UNA PICCOLA LETTERA POETICA
Timi Soara o soave, piccolo fiore biondo
dagli occhi d'azzurro mare
d'azzurro cielo, d'azzurro ghiaccio
intonsi e profondi come in un crepaccio,
il crepaccio fascinoso di vita
che ti rapisce come la morte bianca
che t'abbacina come il sole bruno,
tu dai boccoli d'oro su terra di Siena
tu dallo slancio della figura alta
e ben tornita.
M'ha sorpreso il tuo sorriso maturo
m'ha colpito la tua mano affusolata
la tua naturale eleganza di bimba
la tua straordinaria disponibilità ad apprendere.
Timi com'era intenso il nostro parlare
il nostro dirci d'anime solitarie come la Puszta,
ma pronte a congiungerci come le nostre voci.
Timi com'è grande la tua forza di vita
e sì che ne devi aver passate non so quante
nella tua giovane storia di trapiantata
ungherese in terra rumena, là
oltre i boschi, le selve carpate,
donna d'amore e musica
ch'ancora non so come suoni.
Timi vorrei farti sentire il palpito
d'un uomo forse così vissuto e
forse così bambino.
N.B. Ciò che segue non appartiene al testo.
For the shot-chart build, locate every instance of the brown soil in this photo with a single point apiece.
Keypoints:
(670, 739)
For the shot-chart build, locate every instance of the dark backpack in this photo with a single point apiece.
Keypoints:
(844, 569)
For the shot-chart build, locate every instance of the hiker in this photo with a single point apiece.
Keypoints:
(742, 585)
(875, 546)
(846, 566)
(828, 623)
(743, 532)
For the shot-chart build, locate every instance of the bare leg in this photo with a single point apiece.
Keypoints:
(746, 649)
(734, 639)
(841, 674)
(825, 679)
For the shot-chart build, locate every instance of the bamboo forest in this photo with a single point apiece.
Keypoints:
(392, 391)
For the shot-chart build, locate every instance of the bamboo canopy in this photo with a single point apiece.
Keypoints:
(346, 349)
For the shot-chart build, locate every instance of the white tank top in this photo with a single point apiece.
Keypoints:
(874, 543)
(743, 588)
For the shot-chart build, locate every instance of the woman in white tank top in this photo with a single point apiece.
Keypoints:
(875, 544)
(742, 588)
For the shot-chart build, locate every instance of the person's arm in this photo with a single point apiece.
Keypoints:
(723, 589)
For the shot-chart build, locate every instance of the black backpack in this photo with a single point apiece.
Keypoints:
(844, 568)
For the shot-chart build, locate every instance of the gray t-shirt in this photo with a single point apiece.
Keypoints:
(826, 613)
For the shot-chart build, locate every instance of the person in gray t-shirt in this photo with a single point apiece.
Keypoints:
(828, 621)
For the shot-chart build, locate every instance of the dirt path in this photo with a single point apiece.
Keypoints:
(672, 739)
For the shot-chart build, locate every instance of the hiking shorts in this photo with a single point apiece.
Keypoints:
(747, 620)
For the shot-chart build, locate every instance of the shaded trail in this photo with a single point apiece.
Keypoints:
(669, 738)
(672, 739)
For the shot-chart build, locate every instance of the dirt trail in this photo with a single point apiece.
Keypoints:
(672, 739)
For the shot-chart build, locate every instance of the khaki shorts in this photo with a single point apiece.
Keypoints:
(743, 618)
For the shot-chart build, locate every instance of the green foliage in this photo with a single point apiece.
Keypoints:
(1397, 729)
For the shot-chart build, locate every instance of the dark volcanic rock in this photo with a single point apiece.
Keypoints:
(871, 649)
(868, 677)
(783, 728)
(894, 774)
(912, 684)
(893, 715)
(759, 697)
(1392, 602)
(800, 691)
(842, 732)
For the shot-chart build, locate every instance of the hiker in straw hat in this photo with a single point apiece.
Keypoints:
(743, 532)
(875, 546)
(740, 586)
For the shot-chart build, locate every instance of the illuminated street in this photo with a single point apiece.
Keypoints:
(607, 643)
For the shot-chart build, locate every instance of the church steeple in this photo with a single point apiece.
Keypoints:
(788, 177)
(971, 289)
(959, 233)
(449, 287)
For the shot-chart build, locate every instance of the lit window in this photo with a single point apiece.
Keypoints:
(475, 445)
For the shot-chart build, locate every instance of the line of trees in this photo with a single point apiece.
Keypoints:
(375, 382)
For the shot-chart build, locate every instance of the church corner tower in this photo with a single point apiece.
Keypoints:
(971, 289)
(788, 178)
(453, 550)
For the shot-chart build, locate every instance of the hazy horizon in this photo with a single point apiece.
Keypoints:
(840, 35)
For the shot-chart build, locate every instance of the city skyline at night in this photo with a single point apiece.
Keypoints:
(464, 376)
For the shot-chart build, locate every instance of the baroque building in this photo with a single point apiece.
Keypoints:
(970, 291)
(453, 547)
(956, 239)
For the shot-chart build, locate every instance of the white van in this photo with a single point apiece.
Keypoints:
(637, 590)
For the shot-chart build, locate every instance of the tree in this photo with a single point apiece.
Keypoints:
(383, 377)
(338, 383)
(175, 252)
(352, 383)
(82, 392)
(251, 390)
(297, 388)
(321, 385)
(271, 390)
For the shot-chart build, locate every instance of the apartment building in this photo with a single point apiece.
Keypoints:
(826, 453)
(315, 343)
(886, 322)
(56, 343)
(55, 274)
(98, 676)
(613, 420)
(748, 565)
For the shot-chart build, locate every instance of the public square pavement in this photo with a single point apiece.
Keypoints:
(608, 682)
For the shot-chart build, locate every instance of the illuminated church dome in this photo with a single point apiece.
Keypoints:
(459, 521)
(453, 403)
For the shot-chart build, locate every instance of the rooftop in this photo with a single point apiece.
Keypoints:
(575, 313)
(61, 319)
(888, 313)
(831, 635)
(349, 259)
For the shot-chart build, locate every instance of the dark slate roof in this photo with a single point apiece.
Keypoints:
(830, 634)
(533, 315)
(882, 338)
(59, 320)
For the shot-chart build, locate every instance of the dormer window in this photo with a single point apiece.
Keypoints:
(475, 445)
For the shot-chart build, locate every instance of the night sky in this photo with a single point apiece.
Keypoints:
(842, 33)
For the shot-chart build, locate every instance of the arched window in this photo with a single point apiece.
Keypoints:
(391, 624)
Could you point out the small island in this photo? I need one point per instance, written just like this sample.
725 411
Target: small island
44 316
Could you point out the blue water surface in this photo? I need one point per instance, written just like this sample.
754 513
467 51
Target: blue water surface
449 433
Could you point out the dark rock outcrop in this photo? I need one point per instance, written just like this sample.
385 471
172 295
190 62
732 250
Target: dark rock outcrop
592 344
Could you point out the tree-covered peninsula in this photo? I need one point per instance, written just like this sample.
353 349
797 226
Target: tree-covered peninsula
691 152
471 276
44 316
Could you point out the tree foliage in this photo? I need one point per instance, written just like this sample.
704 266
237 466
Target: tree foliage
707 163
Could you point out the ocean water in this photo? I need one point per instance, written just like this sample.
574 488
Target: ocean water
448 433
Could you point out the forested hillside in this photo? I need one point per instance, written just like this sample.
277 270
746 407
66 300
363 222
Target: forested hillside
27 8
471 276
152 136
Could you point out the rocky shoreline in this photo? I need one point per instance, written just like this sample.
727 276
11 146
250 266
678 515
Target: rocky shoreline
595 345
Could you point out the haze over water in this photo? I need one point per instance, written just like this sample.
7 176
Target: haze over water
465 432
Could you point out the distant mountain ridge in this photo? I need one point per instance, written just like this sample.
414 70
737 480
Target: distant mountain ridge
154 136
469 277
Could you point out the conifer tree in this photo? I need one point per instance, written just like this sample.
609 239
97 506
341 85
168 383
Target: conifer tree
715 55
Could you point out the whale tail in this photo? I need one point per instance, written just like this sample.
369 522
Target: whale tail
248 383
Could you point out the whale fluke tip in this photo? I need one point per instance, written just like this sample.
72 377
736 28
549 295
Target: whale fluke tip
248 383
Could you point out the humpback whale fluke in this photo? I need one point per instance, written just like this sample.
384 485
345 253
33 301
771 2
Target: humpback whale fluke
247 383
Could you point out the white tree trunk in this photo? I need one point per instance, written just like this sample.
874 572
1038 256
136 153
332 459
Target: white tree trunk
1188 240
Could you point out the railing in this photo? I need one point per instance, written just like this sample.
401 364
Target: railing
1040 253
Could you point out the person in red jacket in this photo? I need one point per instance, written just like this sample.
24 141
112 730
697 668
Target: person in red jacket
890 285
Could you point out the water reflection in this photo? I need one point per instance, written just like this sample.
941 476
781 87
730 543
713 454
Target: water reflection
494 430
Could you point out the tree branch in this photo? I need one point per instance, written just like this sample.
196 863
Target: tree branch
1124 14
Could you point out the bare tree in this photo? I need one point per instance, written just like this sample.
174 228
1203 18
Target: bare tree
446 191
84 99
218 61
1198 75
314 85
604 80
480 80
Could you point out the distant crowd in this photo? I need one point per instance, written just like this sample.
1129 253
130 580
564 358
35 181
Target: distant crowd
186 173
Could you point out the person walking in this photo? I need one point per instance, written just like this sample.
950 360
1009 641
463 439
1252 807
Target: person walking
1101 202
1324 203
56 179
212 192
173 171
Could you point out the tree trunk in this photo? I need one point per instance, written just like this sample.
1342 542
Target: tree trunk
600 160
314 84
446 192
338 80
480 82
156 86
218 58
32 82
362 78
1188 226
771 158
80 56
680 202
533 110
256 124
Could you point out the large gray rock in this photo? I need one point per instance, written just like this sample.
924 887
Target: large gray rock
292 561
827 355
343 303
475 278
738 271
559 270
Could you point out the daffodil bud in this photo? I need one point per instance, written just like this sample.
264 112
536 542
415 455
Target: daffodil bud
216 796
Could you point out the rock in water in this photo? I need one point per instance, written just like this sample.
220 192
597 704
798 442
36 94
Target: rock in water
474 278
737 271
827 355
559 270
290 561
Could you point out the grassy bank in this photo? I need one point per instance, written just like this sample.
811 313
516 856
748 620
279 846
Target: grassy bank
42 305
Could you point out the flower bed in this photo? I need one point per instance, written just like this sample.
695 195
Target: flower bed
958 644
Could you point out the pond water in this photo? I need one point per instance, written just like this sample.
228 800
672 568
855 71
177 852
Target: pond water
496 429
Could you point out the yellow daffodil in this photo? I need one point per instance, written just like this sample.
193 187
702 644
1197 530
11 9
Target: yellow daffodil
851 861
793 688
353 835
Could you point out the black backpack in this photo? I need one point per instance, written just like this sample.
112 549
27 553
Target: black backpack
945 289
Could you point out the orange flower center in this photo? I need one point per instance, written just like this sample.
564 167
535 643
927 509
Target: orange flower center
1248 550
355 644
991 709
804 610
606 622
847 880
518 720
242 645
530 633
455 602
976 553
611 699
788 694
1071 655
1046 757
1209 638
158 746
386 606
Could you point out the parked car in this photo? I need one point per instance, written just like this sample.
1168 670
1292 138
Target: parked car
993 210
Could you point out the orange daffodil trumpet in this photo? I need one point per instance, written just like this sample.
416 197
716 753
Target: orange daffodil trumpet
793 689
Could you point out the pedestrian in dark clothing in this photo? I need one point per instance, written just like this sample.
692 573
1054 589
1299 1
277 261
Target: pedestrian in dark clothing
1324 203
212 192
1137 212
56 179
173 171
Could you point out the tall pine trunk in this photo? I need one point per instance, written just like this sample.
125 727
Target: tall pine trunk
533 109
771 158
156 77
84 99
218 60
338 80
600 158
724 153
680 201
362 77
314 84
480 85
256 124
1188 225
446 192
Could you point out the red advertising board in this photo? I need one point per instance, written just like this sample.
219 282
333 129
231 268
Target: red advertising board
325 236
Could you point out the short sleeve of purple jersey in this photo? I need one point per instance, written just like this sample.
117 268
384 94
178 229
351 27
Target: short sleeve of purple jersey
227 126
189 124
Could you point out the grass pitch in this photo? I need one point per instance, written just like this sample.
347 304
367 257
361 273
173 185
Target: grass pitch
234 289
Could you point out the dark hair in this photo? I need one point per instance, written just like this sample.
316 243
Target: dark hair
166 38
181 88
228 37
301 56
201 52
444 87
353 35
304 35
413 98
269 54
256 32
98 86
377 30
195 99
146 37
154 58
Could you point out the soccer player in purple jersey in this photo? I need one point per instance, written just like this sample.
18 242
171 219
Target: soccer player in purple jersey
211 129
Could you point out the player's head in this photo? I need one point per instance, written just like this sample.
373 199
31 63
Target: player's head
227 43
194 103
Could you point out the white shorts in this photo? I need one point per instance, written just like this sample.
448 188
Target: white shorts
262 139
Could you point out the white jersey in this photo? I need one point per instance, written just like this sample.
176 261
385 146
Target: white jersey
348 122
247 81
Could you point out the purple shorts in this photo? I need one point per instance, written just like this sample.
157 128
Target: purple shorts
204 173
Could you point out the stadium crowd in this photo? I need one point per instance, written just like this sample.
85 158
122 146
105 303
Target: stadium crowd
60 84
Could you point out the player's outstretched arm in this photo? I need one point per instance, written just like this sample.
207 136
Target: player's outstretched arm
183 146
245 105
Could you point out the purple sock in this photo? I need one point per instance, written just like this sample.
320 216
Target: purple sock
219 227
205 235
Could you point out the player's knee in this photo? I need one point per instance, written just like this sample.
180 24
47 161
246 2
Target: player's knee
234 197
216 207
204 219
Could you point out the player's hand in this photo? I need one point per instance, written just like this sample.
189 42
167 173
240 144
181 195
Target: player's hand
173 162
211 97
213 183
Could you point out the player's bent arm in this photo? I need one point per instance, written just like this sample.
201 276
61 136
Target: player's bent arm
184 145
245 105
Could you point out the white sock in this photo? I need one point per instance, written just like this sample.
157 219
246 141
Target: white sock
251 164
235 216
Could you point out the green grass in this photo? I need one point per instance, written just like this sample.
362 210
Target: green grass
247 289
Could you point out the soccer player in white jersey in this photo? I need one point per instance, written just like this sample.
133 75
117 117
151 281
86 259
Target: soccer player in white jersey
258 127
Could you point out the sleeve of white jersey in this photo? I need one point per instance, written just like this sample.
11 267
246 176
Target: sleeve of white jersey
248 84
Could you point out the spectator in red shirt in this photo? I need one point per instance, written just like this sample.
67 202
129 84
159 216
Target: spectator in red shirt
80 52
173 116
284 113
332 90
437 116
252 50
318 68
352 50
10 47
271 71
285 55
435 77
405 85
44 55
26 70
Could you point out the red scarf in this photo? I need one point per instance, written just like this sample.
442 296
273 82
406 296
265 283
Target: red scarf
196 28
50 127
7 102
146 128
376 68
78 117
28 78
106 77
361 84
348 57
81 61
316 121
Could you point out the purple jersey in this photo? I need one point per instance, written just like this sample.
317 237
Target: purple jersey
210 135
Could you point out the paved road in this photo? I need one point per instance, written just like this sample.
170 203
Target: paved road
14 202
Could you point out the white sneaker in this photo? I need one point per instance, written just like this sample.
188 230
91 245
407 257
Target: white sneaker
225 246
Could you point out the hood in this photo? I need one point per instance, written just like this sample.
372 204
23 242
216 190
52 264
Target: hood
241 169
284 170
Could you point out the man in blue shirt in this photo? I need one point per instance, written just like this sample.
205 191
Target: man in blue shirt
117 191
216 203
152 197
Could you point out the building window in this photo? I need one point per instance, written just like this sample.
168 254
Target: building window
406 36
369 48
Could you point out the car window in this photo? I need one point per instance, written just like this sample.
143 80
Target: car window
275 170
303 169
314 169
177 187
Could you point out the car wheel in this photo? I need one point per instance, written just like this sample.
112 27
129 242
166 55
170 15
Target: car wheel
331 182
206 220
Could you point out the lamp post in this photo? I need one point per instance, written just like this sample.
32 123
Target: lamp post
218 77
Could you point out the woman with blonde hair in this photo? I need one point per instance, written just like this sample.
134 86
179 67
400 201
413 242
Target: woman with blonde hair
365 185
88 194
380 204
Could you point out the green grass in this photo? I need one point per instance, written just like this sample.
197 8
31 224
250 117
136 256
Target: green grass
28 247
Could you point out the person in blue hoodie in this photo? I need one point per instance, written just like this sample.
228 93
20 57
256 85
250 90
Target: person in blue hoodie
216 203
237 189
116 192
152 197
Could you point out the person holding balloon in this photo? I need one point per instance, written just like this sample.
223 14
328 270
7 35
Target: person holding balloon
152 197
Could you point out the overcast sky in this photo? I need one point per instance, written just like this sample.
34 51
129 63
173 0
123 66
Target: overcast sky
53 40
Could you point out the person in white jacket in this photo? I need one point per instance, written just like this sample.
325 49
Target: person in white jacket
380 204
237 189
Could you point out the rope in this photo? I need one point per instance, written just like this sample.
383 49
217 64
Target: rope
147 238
Timi sei
la rinascita d'un tempo che va
cancellato per riavere un nuovo dono,
dono pieno d'appagamento, non
di paura che sia troppo tardi.
Sento grandi fatiche e grandi, grandi passioni
nel tuo vivere, sento grandi lezioni
nel nostro incontrarci e forse
anche amarci, chissà?
Ma è stata una gioia unica
in quell'interstizio di vita,
arrivato tardi e senza aver potuto
ascoltare il tuo suonare, averti
potuto invece parlare e poi baciare
sapendo di poterti rincontrare.
La forza del destino dicevano i padri:
come si fa a non esser lieti di
tanta grazia e di tanta bellezza
forse boccioniana, forse picassiana,
certo di una malia strana.
I tratti irregolari, la varietà delle forme,
l'incedere per sinuosità sapienti
e ridenti, la tua solarità
sfolgorante, non possono se
non far innamorare il poeta
che sarebbe felice di poterti ammirare
in tua esclusiva capacità di suonare.
Credimi come io ci posso e voglio credere...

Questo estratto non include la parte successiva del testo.